De retour au château, Mélodie fit une confidence à son amie.

— Je ne peux plus continuer ainsi. Les hommes que Cornélius amène ici sont de plus en plus durs avec nous, comme ceux d’hier. J’aimais les soirées libertines du Busca et même les premiers séminaires ici, mais nous sommes devenues ses esclaves, des esclaves sexuelles. Tu n’es pas d’accord avec moi ?
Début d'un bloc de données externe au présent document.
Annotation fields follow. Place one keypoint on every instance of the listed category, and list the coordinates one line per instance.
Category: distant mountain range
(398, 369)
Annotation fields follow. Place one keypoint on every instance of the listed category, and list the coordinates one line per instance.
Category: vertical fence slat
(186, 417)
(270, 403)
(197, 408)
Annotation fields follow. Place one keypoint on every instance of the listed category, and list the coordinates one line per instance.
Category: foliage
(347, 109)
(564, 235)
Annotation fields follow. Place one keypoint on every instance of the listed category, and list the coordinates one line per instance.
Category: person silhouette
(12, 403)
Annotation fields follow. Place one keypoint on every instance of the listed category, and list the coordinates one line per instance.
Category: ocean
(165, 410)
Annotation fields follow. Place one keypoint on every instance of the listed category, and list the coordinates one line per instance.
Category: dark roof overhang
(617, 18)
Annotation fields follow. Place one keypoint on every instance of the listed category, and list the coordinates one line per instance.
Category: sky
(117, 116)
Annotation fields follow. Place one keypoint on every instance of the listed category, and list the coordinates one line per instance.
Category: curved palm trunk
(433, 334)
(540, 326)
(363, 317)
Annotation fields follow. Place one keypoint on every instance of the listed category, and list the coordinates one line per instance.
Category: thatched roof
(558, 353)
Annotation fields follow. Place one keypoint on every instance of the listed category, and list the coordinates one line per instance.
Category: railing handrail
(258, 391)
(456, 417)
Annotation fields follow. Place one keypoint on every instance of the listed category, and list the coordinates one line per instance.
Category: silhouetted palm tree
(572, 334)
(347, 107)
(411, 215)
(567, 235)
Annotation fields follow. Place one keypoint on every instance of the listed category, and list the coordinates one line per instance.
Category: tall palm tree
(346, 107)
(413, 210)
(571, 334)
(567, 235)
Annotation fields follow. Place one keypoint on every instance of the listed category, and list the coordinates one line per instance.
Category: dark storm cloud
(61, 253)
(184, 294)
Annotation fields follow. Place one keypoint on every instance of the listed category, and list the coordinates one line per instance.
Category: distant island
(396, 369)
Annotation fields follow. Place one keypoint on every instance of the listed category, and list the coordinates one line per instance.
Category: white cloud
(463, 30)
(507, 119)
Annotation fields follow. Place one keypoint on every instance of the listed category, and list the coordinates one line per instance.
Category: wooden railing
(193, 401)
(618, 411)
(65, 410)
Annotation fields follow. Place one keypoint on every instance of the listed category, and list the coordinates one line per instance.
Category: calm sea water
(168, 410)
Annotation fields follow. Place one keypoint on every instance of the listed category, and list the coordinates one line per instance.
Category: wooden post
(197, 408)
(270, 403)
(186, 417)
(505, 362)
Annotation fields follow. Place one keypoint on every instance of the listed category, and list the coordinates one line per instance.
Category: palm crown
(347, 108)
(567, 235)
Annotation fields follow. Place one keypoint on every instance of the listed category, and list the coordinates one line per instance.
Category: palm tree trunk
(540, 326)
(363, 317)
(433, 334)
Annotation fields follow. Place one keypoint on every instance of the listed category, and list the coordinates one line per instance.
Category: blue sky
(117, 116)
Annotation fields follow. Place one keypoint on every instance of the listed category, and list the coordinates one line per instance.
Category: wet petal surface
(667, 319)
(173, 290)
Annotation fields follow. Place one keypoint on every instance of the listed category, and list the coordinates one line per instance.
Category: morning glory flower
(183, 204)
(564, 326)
— Je n’ai personne d’autre que Cornélius. Je n’ai plus de logement, je travaille pour lui. Que pourrais-je faire d’autre à mon âge ? Je ne veux pas finir sur le trottoir à Matabiau. Toi tu es encore jeune, tu es belle et intelligente, tu peux refaire ta vie avec un homme qui saura te rendre heureuse.

— Et ce bébé ? Que vais-je en faire ?

— Qui est le père ?

— Ça ne peut être que Cornélius. Je ne veux pas de cet enfant, c’est l’enfant du démon.

— Il faut attendre le retour de Cornélius et parler avec lui. Il comprendra ta situation.

— Si tu le dis ! conclut Mélodie.

La nuit était tombée depuis longtemps lorsque Cornélius rentra au domaine. Solange l’attendait en regardant la télé dans le petit salon, seule. Henri était occupé ailleurs et Mélodie avait regagné sa chambre. Amélie, pour sa part, avait dit qu’elle allait voir des amis « en ville » et qu’elle ne rentrerait pas, puisqu’il n’y avait rien d’autre de prévu pour le week-end.

— Où est Mélodie ? demanda Cornélius en arrivant.

— Dans sa chambre, elle n’était pas très bien aujourd’hui.

— Je m’en fous, va la chercher, j’ai besoin d’elle.

— À cette heure-ci, elle doit dormir. Tu ne peux pas attendre demain ?

— Tu ne m’as pas compris ? cria Cornélius. Ramène-la-moi, tout de suite.

Un quart d’heure plus tard, Solange était de retour, accompagnée de Mélodie ensommeillée, habillée à la hâte d’un vieux T-shirt et d’un pantalon de jogging.

— Va te préparer, nous partons dans une demi-heure.

— Mais, pour aller où ? demanda la jeune femme.

— Selim Harimi d’accord pour signer les contrats demain, mais il veut te voir cette nuit. Tu vas m’accompagner.

— Je ne peux pas, je suis malade.

— Qu’est-ce que c’est que cette histoire. Le temps presse, dépêche-toi.

— Je ne veux plus, Cornélius, c’est fini. Je suis enceinte.

— Quoi ? rugit l’homme, qu’est-ce que tu racontes. Enceinte ? Et de qui ?

— De toi Cornélius.

— Comment sais-tu que c’est de moi ? Tu baises avec tellement d’hommes.

— Tes amis n’ont que le droit de me prendre par le cul. C’est toi qui a fixé la règle. Toi seul me pénètres par devant. Ce n’est pas avec Solange que j’ai pu être enceinte. Il n’y a que toi.

Mélodie reçut une formidable gifle. Solange dut la rattraper pour éviter qu’elle ne tombe.

— Cornélius, tu es devenu fou ? s’écria Solange.

— Tais-toi et aide-la à se préparer. Vous allez venir toutes les deux. Henri va nous conduire. Tu remplaceras Mélodie si elle ne tient pas le coup. Il est hors de question de mécontenter Selim. Ce contrat est vital pour moi. On reparlera de tout ça demain, mais en attendant, j’exige une obéissance absolue.

Il était près de minuit quand Henri prit le volant de la BMW. Solange était assise à la place du passager, à l’avant, Cornélius et Mélodie à l’arrière.

— Tu sais où sont les radars, alors mets la gomme. Je n’ai pas acheté une voiture avec un moteur de trois cents chevaux pour rouler à quatre-vingt dix.

À l’extrémité d’une ligne droite, à proximité de Saint-Papoul, un camion arrivait en sens inverse, pleins phares. Henri donna un coup de volant à droite pour l’éviter. Déséquilibrée, la voiture quitta la route à pleine vitesse pour percuter un arbre sur le bas-côté.